If query optimizer does not care of cost, a query which has several predicates in where clause can get significantly slower because of the order of predicates even if its results are same. A person who trained enough to understand how syntactic optimizer works as well as trends of data is possible to build well efficient query. However, other tools like BI tool don't know that, thus they produces easily unefficient queries.

For example, these following queries must produce the same results.

SELECT a.id, b.id, c.id FROM a, b, c WHERE a.foo_id = b.foo_id AND b.bar_id = c.bar_id
SELECT a.id, b.id, c.id FROM a, b, c WHERE b.bar_id = c.bar_id AND a.foo_id = b.foo_id In this case, the join orders are different so that if 'a' table is much smaller than 'c' table, the first query can be significantly faster than the second. This is the reason why the cost based optimizer matters. Even if results of queries are the same but shapes of queries are different, cost based optimizer tries to make the most effective query plan for all.

You can see official document here: https://prestosql.io/docs/current/optimizer/cost-based-optimizations.html

Cost of Join

Presto implements an extended hash join to join two tables. One of the joined tables is called as build side which is used to build a lookup hash table, and the another is probe side which is processed using the lookup hash table to find matching build side rows in constant time. The build side is a base of the join, and Presto store all of build side in memory so that it's required to be able to fit into available memory capacity. To decide which is going to be build and probe side, Presto uses several statistics provided from connector.

Number of records
Number of unique values in each column
NULL ratio
Min and Max values in each column
Avarage data size of each column

Depending on connector implementation, some statistics can be missing, however, Presto try to use available statistics as much as possible.

Speaking of processing efficiency, Presto does 3-level hashing as default in order to parallelize as much as possible.

Records of join tables are distributed over workers based of hashed values of join condition columns.
- Records that have same values are assigned to the same nodes
- Node-level data assignment
Distribute records of build side to worker threads within a node based of hashed values
- Building a lookup hash table can be considered as CPU bound processing so that this distribution will improve throughput
Each worker thread creates a partition of a lookup hash table
- Two level lookup hash table prevent probe side records get scattered over multiple threads

Broadcast join vs Partitioned join

Presto offers 2 types of join, broadcast join and partitioned join which was formerly(or even now?) called as distributed join.
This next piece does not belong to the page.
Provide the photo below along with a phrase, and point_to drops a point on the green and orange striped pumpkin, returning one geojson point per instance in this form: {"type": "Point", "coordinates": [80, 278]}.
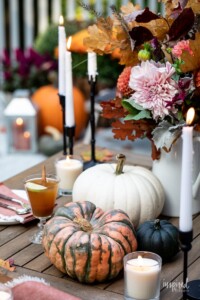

Both strategies have trade-offs like:

Broadcast join
- All records of build side are broadcasted(copied) to all workers
- Must assign probe side records without duplication to avoid duplicated results
- This can save network traffic, but requires enough memory to hold all build side rows
Partitioned join
- Both of build side and probe side are redistributed across the cluster
- Each worker receives unique set of records over network
- Restribution uses a partition algorithm to send unique set of records properly
  - Records that have the same join condition key should be sent to the same worker
- This costs extra network traffic, but requires smaller memory than broadcast does

Summary

Presto is a fantastic software to let us run SQL on anything. So, it should get difficult to understand the whole of Presto. This book is really nice to grab overview of Presto's internal stuff, however, there are lots of details even this book does not cover. Therefore we might need to dig into Prestos' source codes and actually operate it to learn more. Noting that in the book, there are lots of topics this post does not cover, such as connector, deployment, query optimization rules, etc. If you are interested in, PDF is available in starburstdata.com for free as I mentioned.